Sandro Pertile, der für Skisprung zuständige Renndirektor des internationalen Skiverbandes (Fis), redet die Kapitulation vor dem Fußball als "eine hervorragende Möglichkeit" schön, "uns dank der Mattenschanzen als Ganzjahressport und dazu auch noch ausgesprochen nachhaltig zu präsentieren".

Dass die Vorfreude auf die ersten Schneesprünge durch ein Mattenspringen gestört wird, kommt bei etlichen Szenegrößen nicht gut an, zumal, wenn sie sich noch nicht in der Form wähnen, in der sie sich dem großen Publikum zu präsentieren wünschen.

Sara Marita Kramer, erst 21 Jahre alt, aber schon recht krisenerprobt, lamentierte nach recht gelungenen Trainingssprüngen vom Bergisel nicht. Die Gesamtweltcupsiegerin der vergangenen Saison fühlt die Form nahen, "sobald es in die Eisspur geht. Die Puzzleteile finden zusammen."

Im vergangenen Sommer war zuweilen unsicher, ob das Geduldspiel für die Salzburgerin aus Maria Alm rechtzeitig aufgehen kann. Kramer, mit einem überragenden Fluggefühl gesegnet, arbeitete einerseits daheim mit Coach Philipp Amon in Saalfelden und vermehrt auch am Olympia-Stützpunkt in Innsbruck an ihrer Athletik. "Da ist schon viel weitergegangen."

Schuss vor den Bug

Parallel tüftelte die gebürtige Niederländerin am Material herum – nicht immer mit nachhaltigem Erfolg. Nach der Qualifikation für das abschließende Einzelspringen des Sommer-Grand-Prix Anfang Oktober in Klingenthal wurde sie wegen eines sogenannten Anzugvergehens disqualifiziert. Einen "Schuss vor den Bug" nannte Kramer das im Gespräch mit dem STANDARD. "Besser da als während des Winters."

Nicht so sehr die strengere Regelauslegung durch den neuen finnischen Materialkontrolleur Mika Jukkara, sondern Adaptierungen im Reglement scheinen gleich mehrere Spitzenspringerinnen mehr zu beschäftigen, als ihnen lieb ist.

Kramer sieht sich auch so einer ganzen Reihe von Herausforderungen gegenüber. Vor zwei Jahren angesichts ihres kometenhaften Aufstiegs noch als die Skispringerin gehandelt, die über längere Zeit die Szene deutlich dominieren könnte, blieben ihr abgesehen vom Gesamtweltcup die großen Einzelerfolge verwehrt. Das lag einerseits am Unglück einer Corona-Erkrankung unmittelbar vor den Olympischen Spielen im Februar dieses Jahres in Peking.

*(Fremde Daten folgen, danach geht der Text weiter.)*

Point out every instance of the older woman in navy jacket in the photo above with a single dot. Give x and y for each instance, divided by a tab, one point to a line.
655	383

Die tiefe Enttäuschung, die ihr "grausige Tage, schlaflose Nächte" bescherte, hat Kramer längst verarbeitet. Hartnäckiger sind Konkurrentinnen, denen schon bei der WM 2021 in Oberstdorf nicht einfach davonzufliegen war. Im Oberallgäu holten die Slowenin Ema Klinec und die Norwegerin Maren Lundby Einzelgold, während Kramer nach schlechten Landungen jeweils Platz vier zu verkraften hatte. Gold und Bronze in den Teamspringen trösteten ein wenig.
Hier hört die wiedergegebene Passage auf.